How are KEMQ strangle max profit and max loss calculated?
Upside max profit is unbounded; downside max profit is bounded at the put strike minus the combined debit (reached at zero). Max loss equals the combined debit times 100 (reached anywhere between the two OTM strikes). Two breakevens at call-strike plus debit and put-strike minus debit. For the KEMQ strangle priced from the end-of-day chain at a 30-day expiry (ATM IV 30.20%), the computed maximum profit is unbounded per contract and the computed maximum loss is -$141.00 per contract. Live intraday quotes will differ as the chain moves through the trading session.
What is the breakeven for a KEMQ strangle?
The breakeven for the KEMQ strangle priced on this page is roughly $23.59 and $28.41 at expiration, derived from end-of-day chain premiums. Breakeven is the underlying price at which the strategy's P&L crosses zero ignoring transaction costs and assignment risk. The current KEMQ market-implied 1-standard-deviation expected move is approximately 8.66%; if the move sits well outside the breakeven distance, the structure's risk-reward becomes correspondingly tighter.
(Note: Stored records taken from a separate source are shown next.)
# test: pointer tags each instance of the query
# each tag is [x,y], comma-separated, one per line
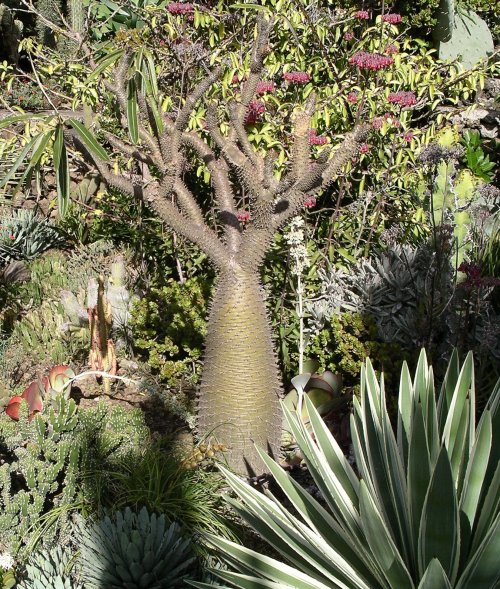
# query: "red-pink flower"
[370,61]
[352,97]
[362,15]
[391,49]
[315,139]
[296,77]
[180,7]
[243,216]
[402,98]
[263,87]
[392,18]
[255,109]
When should you consider a strangle on KEMQ?
Strangles on KEMQ are the cheaper cousin of the straddle - traders use them when they want a large directional move but are willing to give up the inner-strike sensitivity in exchange for a lower up-front debit on the KEMQ chain.
How does current KEMQ implied volatility affect this strangle?
KEMQ ATM IV is at 30.20% with IV rank near 9.22%, which is on the low end of its 1-year range. Premium-buying structures (long call, long put, debit spreads) are relatively cheap in this regime; premium-selling structures collect less credit per unit risk.